MPs have urged the government ‘urgently’ to bring forward more details on its plans to create a new merged jobs and career service, warning that continuing uncertainty and delay is putting support for people who are out of work at risk.
Jobcentre reform
Jobcentres more about benefits than work, say MPs
The Commons Work and Pensions Committee said the new service – which will merge the National Careers Service with Jobcentres – was an “exciting opportunity” for real change in jobs and careers advice for those looking for work or to change roles.
However, the MPs warned they were concerned about a “troubling” lack of progress and that the plans risked “becoming little more than a rebranding exercise” without a “more ambitious and energetic approach to implementation”.
As part of its ongoing inquiry into reforming Jobcentres, the committee earlier this month warned they had too often “become centres for monitoring compliance with benefit conditions” rather than places where people are helped to find work.
The government’s plans to merge the National Careers Service with Jobcentres in England were set out in its Get Britain Working White Paper and have been described by work and pensions minister Baroness Sherlock as “a key part of our plans to transform our employment support”.
The MPs in their report argued that, to capitalise on the potential for improving employment and delivering “huge” productivity gains, the Department for Work and Pensions (DWP) and Department for Education should jointly develop a strategy for adult careers guidance.
This should be introduced before the merger comes into force, they recommended. Doing this, the report said, would help fix the “patchwork” of services in England where responsibilities have too often fallen through the cracks between different government departments and local government.

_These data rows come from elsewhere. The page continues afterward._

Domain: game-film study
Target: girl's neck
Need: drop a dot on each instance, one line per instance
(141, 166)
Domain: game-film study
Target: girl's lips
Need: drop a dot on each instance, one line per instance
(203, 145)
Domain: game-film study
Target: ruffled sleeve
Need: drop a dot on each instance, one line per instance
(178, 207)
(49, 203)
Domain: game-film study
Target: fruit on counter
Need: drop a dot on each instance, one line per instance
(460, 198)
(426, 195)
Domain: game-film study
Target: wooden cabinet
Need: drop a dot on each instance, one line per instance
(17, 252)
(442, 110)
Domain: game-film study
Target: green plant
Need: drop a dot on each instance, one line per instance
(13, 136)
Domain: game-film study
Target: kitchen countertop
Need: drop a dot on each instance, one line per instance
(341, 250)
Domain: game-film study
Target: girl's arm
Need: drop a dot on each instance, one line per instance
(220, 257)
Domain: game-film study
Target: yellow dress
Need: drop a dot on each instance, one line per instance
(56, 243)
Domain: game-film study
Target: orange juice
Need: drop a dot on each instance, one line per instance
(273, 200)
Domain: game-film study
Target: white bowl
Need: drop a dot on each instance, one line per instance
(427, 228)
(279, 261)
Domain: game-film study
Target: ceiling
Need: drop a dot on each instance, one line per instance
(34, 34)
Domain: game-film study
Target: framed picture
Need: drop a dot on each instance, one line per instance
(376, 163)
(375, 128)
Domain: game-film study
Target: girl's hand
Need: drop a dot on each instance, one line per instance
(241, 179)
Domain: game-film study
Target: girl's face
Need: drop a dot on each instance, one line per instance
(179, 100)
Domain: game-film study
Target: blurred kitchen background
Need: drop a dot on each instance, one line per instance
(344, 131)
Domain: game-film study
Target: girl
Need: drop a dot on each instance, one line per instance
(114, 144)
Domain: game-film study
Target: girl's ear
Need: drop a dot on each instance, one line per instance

Work and Pensions Committee chair Debbie Abrahams said: “The plans to create a new jobs and career service are both necessary and an exciting opportunity to truly transform the service and improve outcomes for service users. But the service that helps to secure people’s futures is itself facing uncertainty over its own.
“The government has rightly identified the careers service as something that needs to be reformed and given greater prominence. We heard how only a third of people are even aware that the careers service exists, and a merger could help improve its visibility. But we would make the point that careers advisers have a specialised skillset which must be protected and effectively utilised in the new service.
“The National Careers Service is a critical service, and its funding model should be reviewed. Adult careers services face issues in accountability, with responsibility falling between the DWP, the Department for Education, or with local government. This hodgepodge arrangement and the uncertainty created by the prospect of reforms has highlighted the urgent need for a jointly developed strategy ahead of the merger that will provide a clarity of direction, lines of responsibility and strengthen any holes in the funding model.
“These will be important building blocks in creating the environment in which a new careers service can thrive; getting more people into quality work,” Abrahams added.